Uma portaria divulgada na sexta-feira (14) pelo Ministério da Educação gerou polêmica e reclamações nas redes sociais ao ser interpretada como uma medida que levaria à diminuição do número de vagas em universidades e faculdades públicas.
A medida alterou o procedimento de redução de vagas de cursos de graduação ofertados por parte das instituições de ensino superior que integram o Sistema Federal de Ensino.
Consultado pela BBC Brasil, o MEC esclareceu não se tratar de uma determinação de redução de vagas, mas de uma “desburocratização” da forma como isso pode ser feito por faculdades, ao conferir mais “racionalidade e celeridade” ao processo.
Hoje, faculdades representam 83,8% das 2.364 instituições de ensino superior do país – o restante corresponde às universidades, centros universitários e institutos federais -, de acordo com censo de 2015 do setor elaborado anualmente pelo Instituto Nacional de Estudos e Pesquisas Educacionais Anísio Teixeira (Inep).
O ministério esclareceu que o processo para redução de vagas existe desde 2006. Hoje, as faculdades – instituições de ensino superior de menor porte – solicitam um número determinado de vagas ao MEC. Mas, por falta de demanda, as vagas acabam não são preenchidas e acabam ficando ociosas.
Atualmente, as faculdades precisam protocolar um pedido de redução do número de vagas que consta junto ao MEC, que é concedido ou não. Com a mudança, agora só será necessário notificar o ministério sobre a redução, mas elas continuam obrigadas a “garantir as condições de atendimento aos atuais alunos”.
De acordo com o MEC, a Portaria Normativa n° 20, assinada na quinta-feira (13) pelo ministro Mendonça Filho, não afeta as universidades e centros universitários, sejam eles públicos ou privados, pois estas instituições já tinham autonomia para fazer a redução por conta própria.

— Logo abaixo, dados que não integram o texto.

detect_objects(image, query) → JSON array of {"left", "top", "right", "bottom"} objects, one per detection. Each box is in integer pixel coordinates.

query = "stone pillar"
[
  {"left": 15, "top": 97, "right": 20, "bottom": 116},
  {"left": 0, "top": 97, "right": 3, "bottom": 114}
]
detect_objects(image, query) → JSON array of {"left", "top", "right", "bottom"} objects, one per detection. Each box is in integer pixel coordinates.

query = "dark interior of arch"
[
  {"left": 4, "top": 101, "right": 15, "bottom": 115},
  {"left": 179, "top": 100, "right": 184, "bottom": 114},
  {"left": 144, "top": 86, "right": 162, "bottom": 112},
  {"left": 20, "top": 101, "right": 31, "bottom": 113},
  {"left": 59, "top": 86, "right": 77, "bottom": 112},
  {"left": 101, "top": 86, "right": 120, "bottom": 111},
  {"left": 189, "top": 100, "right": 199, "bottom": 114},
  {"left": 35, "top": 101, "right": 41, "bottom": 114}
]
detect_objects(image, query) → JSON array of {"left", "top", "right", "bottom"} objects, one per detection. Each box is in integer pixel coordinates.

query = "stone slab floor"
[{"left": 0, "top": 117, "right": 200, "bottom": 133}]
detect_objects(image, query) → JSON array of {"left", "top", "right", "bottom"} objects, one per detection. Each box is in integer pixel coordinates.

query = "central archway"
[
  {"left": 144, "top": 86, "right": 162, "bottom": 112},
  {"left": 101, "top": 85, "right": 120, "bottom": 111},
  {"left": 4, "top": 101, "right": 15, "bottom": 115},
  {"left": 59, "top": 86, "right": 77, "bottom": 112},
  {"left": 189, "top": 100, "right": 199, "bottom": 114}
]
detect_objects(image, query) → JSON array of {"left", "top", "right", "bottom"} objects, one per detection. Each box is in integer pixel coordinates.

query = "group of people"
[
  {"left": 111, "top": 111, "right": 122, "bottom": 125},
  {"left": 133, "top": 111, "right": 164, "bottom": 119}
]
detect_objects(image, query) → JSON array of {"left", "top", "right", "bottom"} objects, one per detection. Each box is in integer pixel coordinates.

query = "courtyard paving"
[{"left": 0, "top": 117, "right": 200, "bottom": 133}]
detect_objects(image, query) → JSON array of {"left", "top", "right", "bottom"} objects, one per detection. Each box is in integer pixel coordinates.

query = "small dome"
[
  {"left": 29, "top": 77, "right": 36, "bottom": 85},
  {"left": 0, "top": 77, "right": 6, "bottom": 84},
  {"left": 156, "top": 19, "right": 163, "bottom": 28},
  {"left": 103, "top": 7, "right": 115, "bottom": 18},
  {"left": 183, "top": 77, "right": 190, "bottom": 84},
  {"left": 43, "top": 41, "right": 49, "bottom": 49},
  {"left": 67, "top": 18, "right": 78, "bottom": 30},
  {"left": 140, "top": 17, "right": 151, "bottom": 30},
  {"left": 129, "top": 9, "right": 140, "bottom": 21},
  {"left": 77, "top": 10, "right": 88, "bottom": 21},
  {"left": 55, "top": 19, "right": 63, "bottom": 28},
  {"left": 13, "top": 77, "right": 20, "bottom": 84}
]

Ao mesmo tempo, para que as faculdades voltem a ampliar o número de vagas, elas ainda precisam protocolar um pedido junto ao ministério e demonstrar que “mantêm as condições necessárias para atender um número maior de alunos”. Segundo o ministério, isso evita que haja um aumento irrestrito sem que a instituição seja capaz de atender seus alunos com a qualidade mínima exigida.
‘Processo longo’
Luiz Cláudio Costa, ex-secretário-executivo do MEC durante o governo de Dilma Rousseff, entre 2014 e 2016, e ex-presidente do Inep, avalia a medida se tratar de uma medida “positiva”.
“Tudo na educação superior brasileira é muito grande e o que for feito no sentido de simplificar processos sem abrir mão de garantir a qualidade é interessante”, disse Costa à BBC Brasil.
“O que se está fazendo é reduzir um processo que era longo. Por causa da reduzida equipe técnica do ministério, esses pedidos podiam levar anos para serem avaliados.”
Costa aponta que isso permitirá dimensionar melhor o tamanho do ensino superior brasileiro, porque, em certos casos, as faculdades faziam pedidos de um número de vagas ao MEC, mas não conseguiam preenchê-las, porque a “demanda social” por elas se reduzia.
As instituições passavam, então, a não ofertá-las nos vestibulares, mas elas ainda constavam no sistema do ministério.
Segundo o censo de 2015, das 8,5 milhões de vagas ofertadas, 2,3 milhões ficaram como “remanescentes”, ou seja, não foram preenchidas.
A maior parte destas vagas remanescentes está nas instituições privadas, que respondem por 7,7 milhões das vagas ofertadas e 2,1 milhões das remanescentes.
“Ao dimensionar melhor o ensino superior do país, se fará uma análise melhor do setor e saber exatamente o número de vagas existentes, quais são as disciplinas que têm maior demanda e as mais concorridas.”
No entanto, o cientista político Daniel Cara, coordenador-geral da Campanha Nacional pelo Direito à Educação, que reúne organizações da sociedade civil em prol da promoção da qualidade do ensino no país, faz ressalvas à medida.
“A portaria parece desburocratizar o processo, mas dá às instituições o poder de tomar decisões que podem ir contra o interesse da sociedade de ter um ensino superior que favoreça seu desenvolvimento”, afirma Cara.
Ele ressalta que as vagas podem estar ociosas não apenas por falta de demanda, mas porque o aluno não consegue pagar a faculdade ou não recebe a assistência necessária para se manter no curso.
“Essa mudança pode encobrir esses problemas e não permitir que haja o debate necessário para que estudante não apenas tenha acesso ao ensino superior, mas permaneça nele”, diz Cara.
“O modelo anterior chamava atenção para o número de vagas ociosas, mas, sem esse dado, não há como elevar o nível do debate e, por exemplo, discutir o que essas instituições podem fazer para preencher as vagas ociosas em vez de extinguí-las.”